Understanding protein function is a key biological question that is the focus of much current research. This question has become increasingly complicated in the post-genomic era with the influx of millions of new sequences. We are no longer able to experimentally characterize even a small fraction of these protein sequences, however this sequence data is a treasure trove of new biologically important information. Currently most sequences are annotated with protein functions predicted through computational methodologies. Computational prediction poses a number of issues, however. The concept of `protein function' is nebulous in practice and can be defined innumerable different ways depending on the context. Methods for computational prediction all contain some level of inherent error leading to an unknown level of functional misannotation in sequence databases.

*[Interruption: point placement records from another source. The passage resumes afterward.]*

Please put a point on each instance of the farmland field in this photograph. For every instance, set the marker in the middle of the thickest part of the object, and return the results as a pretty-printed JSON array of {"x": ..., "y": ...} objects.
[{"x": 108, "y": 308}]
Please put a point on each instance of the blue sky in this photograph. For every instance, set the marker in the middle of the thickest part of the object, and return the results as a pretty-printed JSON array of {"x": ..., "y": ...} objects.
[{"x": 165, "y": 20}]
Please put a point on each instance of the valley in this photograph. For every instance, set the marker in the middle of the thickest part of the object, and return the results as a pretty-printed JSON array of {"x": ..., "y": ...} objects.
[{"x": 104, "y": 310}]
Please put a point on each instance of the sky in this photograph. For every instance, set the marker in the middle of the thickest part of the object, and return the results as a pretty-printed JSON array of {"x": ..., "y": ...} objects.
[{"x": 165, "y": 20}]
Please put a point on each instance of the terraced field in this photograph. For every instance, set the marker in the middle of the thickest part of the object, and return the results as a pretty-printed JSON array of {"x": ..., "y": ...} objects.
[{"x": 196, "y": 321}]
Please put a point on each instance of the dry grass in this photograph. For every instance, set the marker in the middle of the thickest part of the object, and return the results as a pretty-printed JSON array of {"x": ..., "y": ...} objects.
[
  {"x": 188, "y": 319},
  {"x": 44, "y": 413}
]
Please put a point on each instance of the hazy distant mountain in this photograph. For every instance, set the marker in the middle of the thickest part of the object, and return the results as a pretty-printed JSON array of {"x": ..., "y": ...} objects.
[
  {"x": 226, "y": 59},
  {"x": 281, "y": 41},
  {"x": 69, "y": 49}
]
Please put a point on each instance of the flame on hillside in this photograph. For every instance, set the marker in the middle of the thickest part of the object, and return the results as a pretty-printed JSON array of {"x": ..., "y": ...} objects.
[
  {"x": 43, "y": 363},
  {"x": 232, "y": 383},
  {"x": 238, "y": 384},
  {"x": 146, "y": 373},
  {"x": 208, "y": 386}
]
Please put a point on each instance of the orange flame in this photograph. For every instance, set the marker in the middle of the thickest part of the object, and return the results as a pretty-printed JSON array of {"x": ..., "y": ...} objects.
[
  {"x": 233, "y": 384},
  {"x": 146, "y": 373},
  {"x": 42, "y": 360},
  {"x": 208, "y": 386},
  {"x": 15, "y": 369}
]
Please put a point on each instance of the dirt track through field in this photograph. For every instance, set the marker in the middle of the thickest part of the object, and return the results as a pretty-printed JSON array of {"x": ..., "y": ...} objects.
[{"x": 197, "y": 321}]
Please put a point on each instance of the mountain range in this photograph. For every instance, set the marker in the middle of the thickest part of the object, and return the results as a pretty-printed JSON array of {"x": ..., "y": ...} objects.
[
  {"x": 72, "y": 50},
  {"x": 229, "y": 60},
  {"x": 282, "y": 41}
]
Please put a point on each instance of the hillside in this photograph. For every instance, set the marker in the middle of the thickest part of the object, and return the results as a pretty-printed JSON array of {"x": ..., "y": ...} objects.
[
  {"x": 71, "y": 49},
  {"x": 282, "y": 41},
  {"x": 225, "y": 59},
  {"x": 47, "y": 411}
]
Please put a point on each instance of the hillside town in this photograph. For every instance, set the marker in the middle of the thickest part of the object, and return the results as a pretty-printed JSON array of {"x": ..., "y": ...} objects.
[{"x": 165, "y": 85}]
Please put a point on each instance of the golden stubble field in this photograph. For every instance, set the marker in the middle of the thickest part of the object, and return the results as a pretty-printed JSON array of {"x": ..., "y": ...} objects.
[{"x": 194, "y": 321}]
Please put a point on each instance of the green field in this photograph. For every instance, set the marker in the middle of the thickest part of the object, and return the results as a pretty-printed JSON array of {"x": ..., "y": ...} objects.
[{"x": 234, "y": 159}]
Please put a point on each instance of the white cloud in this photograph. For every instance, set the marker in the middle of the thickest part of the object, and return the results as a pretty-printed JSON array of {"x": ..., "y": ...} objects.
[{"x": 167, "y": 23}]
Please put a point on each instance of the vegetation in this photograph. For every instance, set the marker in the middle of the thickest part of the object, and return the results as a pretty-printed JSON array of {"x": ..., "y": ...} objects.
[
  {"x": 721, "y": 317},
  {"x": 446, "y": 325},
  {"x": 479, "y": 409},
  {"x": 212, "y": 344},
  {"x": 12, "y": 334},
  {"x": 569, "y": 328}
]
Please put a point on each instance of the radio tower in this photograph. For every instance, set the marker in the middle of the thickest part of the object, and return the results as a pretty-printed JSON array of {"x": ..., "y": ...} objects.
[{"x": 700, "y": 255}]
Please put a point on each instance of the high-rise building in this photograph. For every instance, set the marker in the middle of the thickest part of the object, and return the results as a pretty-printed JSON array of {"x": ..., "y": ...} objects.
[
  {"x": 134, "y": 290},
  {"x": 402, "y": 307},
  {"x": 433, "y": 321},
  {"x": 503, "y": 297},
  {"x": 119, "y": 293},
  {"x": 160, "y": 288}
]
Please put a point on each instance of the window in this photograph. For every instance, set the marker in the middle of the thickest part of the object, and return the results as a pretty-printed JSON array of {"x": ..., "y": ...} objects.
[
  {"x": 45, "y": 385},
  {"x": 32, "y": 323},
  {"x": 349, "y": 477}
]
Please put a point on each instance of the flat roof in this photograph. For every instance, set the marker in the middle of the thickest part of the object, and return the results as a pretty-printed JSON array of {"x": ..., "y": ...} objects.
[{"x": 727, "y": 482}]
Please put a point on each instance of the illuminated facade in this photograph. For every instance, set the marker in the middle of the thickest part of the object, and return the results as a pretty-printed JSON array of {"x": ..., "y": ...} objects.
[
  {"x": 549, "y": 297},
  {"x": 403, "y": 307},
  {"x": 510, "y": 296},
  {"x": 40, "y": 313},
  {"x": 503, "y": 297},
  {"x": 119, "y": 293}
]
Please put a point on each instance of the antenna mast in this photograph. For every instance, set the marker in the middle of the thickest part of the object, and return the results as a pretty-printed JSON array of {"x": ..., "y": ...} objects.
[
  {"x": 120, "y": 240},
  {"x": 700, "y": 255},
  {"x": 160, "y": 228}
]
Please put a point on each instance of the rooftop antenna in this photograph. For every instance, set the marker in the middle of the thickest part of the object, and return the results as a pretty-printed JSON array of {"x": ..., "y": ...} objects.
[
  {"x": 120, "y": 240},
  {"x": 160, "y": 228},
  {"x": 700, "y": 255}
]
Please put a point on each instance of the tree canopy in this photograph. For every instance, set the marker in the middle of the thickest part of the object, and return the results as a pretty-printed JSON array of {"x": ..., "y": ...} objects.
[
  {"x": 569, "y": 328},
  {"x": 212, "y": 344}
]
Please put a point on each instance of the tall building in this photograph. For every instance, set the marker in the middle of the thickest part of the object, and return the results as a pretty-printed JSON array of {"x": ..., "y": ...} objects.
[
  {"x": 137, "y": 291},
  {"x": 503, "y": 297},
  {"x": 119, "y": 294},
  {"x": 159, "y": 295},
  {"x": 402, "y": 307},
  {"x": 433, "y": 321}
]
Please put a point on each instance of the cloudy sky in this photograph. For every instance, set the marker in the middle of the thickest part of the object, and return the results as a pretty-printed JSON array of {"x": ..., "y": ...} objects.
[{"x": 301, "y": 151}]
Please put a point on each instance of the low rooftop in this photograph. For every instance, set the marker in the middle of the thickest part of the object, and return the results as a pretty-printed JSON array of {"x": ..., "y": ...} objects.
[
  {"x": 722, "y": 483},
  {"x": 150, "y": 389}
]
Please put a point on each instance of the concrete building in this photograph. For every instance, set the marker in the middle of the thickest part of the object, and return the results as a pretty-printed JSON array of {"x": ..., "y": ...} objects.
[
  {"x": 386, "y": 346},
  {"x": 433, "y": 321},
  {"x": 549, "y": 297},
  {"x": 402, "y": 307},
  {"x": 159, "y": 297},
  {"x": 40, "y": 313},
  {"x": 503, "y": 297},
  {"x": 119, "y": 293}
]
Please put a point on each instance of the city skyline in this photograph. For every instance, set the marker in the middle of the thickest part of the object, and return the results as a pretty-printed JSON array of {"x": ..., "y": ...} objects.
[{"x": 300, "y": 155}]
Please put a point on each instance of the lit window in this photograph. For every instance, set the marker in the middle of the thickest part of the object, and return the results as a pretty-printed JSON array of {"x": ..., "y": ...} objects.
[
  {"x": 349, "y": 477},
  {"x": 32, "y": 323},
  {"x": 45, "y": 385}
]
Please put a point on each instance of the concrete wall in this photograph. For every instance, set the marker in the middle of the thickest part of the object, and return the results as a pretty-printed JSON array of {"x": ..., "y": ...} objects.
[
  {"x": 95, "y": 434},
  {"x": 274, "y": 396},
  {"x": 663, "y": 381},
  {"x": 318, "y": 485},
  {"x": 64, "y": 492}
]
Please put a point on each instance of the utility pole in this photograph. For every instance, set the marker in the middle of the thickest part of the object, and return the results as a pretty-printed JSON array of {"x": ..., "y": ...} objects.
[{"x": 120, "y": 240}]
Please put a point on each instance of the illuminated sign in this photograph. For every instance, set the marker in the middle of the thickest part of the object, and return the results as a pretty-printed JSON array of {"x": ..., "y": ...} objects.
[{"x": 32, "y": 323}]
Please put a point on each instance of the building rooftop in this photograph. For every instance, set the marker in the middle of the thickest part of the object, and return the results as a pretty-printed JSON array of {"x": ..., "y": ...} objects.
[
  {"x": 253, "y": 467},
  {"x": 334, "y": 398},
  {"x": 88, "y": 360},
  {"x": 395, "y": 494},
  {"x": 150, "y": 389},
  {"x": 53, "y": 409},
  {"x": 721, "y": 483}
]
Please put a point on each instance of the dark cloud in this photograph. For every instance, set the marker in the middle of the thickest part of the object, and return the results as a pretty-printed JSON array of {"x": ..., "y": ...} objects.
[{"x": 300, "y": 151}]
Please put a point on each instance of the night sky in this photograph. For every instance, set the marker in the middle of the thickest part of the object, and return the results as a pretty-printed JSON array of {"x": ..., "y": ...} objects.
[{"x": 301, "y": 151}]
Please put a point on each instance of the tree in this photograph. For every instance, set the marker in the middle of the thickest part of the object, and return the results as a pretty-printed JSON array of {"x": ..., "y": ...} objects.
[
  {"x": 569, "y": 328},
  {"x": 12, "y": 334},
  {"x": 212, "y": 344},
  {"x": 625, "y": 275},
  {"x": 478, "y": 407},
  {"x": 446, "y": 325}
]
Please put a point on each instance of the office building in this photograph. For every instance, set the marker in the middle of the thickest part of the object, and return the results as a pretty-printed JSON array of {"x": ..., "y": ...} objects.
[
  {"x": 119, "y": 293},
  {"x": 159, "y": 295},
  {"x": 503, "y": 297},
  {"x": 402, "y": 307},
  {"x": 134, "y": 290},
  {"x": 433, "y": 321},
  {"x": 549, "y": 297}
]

The common practice of annotating functions through the process of annotation transfer (the transfer of an annotation from a `known' sequence to an `unknown' sequence typically determined by sequence similarity) is potentially compounding the misannotation problem via the inclusion of new errors and the propagation of errors already in the sequence databases. The thesis work here presented provides an in depth analysis of the issue of protein misannotation. The levels of misannotation for 37 different enzyme families are examined in four public sequence databases (GenBank NR, UniProtKB/TrEMBL, KEGG and UniProtKB/Swiss-Prot) and shown to be significantly high. The types of misannotations found are detailed to provide some insight into the possible causes. Additionally, the directional trend in misannotation over time is determined to be increasing. In conclusion, methodologies to ameliorate the misannotation problem are discussed and several proposals to quickly find new misannotations and communicate these findings to the scientific community are made.